彼は興奮した様子で、自分のものになったはずの革袋を持ってくる。
「ほう。いいのか」
俺は屈んで、小声でベンに問う。
「あなたの考えはわかりました。ここは祖父が作りし銀行。私にも意地があります」
ベンの言葉に俺は頷く。
こういう奴は嫌いじゃない。
彼は俺に賭けたのだ。
自分の財産と自分のすべてを。
ならば、俺のやることは一つ。
俺は真顔に戻ると、立ち上がって演説を再開する。
「先ほど証拠と申されましたな。これが証拠です。皆様に全額返金しても余裕で余るほどのスコットヤード通貨となります」
俺の言葉に人々は納得し始めていた。
なるほど、本当に引き下ろせそうだと。
「な、ならばすぐに下ろさせろ!」
「はい、こちらとしてはいつでもできます。

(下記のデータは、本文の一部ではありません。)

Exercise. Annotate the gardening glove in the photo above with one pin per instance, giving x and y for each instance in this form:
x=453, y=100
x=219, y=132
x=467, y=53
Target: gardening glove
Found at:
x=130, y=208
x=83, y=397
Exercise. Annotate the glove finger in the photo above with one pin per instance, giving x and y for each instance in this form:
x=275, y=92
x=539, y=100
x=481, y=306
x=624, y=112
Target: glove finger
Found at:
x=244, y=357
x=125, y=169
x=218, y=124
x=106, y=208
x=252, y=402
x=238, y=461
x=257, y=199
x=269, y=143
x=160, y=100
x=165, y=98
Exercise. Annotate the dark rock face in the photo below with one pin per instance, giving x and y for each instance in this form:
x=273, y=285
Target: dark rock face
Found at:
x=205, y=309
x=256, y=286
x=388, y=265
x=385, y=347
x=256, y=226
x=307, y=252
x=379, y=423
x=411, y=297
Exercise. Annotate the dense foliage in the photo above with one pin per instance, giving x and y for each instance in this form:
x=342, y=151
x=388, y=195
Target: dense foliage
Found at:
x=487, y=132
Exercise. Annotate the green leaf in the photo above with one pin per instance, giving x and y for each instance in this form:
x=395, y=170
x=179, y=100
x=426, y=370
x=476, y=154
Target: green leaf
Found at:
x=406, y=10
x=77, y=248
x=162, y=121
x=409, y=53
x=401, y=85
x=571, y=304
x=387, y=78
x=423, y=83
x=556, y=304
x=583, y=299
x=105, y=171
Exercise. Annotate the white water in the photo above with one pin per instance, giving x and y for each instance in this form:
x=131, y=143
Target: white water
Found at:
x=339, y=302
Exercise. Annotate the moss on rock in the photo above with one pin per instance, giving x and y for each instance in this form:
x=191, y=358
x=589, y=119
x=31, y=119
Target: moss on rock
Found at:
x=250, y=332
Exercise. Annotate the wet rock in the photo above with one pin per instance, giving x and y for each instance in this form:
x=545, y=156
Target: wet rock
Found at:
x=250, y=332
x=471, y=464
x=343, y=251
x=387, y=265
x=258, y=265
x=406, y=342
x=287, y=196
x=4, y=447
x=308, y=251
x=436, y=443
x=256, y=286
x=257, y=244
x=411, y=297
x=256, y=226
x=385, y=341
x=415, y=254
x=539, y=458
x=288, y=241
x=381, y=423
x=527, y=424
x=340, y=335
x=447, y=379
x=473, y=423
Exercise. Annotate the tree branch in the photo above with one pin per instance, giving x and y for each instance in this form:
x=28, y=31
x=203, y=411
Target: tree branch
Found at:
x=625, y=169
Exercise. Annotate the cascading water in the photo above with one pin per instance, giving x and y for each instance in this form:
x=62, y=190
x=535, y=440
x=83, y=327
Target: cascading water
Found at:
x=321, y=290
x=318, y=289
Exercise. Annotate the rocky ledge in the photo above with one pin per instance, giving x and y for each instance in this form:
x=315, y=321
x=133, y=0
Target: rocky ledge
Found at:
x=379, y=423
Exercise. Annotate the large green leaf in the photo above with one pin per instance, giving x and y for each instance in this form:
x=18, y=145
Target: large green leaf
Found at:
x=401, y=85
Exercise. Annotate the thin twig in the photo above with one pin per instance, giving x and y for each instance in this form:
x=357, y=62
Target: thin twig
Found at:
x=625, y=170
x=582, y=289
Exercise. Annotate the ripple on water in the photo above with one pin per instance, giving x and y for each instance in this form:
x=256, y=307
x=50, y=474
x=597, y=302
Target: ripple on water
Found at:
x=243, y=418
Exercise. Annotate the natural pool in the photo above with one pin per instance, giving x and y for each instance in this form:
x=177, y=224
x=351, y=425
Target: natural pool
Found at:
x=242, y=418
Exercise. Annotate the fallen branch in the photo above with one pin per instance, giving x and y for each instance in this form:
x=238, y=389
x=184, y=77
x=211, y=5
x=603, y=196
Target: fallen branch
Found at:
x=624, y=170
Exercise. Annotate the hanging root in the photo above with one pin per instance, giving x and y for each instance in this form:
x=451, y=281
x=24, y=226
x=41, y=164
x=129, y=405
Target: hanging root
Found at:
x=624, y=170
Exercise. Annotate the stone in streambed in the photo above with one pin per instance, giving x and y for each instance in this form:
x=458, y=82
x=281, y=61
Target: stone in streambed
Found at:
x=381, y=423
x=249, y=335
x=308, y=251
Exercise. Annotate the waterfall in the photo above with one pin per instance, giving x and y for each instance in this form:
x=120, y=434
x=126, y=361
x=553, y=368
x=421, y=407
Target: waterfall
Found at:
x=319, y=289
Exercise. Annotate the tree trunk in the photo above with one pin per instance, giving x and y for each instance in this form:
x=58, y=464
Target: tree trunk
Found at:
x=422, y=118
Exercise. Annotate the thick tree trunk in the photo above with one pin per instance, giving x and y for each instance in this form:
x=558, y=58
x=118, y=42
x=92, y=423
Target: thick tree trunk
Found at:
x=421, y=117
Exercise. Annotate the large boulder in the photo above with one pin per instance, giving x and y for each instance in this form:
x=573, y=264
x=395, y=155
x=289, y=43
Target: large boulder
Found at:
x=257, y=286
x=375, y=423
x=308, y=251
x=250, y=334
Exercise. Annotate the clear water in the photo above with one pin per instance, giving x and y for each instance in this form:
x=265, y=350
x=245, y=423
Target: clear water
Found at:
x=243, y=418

しかしそちらは本当によろしいのですか?」
「どういう意味じゃ?」
ゴールドバーグはこちらを怪訝そうに見る。
「お金は銀行にある限り守られます。絶対に。間違いなく」
俺は力強く断言する。
「しかし、ひとたび下ろしてしまえばそうではありません。ご覧ください、この状況を」
俺は大仰に手を動かす。
そこに集まっているのは多数の殺気立った人たち。
遠からず暴徒化すると思われていた者たち。
「これだけ大勢が見ています。話は広がるでしょう。ゴールドバーグ伯爵の邸宅には大量のスコットヤード金貨があると。そしてこの町の現状は危うい。いつ屋敷を襲撃するものが出てもおかしくないのです」
ゴールドバーグは俺の言葉にはっとして周りを見回す。
「あるいは帰る途中に路地裏に引きずり込まれ、せっかく下ろした大金を奪われたりはしないでしょうか」
ゴールドバーグ伯爵には当然お供の者、警護する者が幾人も付き従っていた。
彼らは警戒をつよめ、ゴールドバーグの周りを取り囲んだ。
「普段であれば、そうならないように政府によって治安が保たれているでしょう。しかし今は違う。このような騒動になったことで、それどころではない」
ゴールドバーグ伯爵は顎に手をあて考え始める。
「なるほど……。これだけの資金を見せ付けられた以上、ここは安心だ。ならば私が今下ろす必要は全くない」
その思考は長いものではなかった。
ゴールドバーグがその結論に至ったのは当然のこと。
「貴殿の名はなんと言ったかな」
「アシュタールと申します」
俺は再度一礼をする。
「覚えておこう」
ゴールドバーグはそう言って去っていった。
残った群衆も、「どうするこれ」「安全なら引き下ろさなくてもいいんじゃないか」と周りと相談を始めた。
「下ろせるうちに下ろしたほうがいいに決まってる。こいつの言うことが絶対に信じられるっていうのか? 違うだろ!」
それまで状況を見守っているだけだった男が叫んだ。
俺はそれにほくそ笑む。
俺はその男に見覚えがあった。
その男は先日ユーフィリアが演説したときも、群衆を煽った人物だった。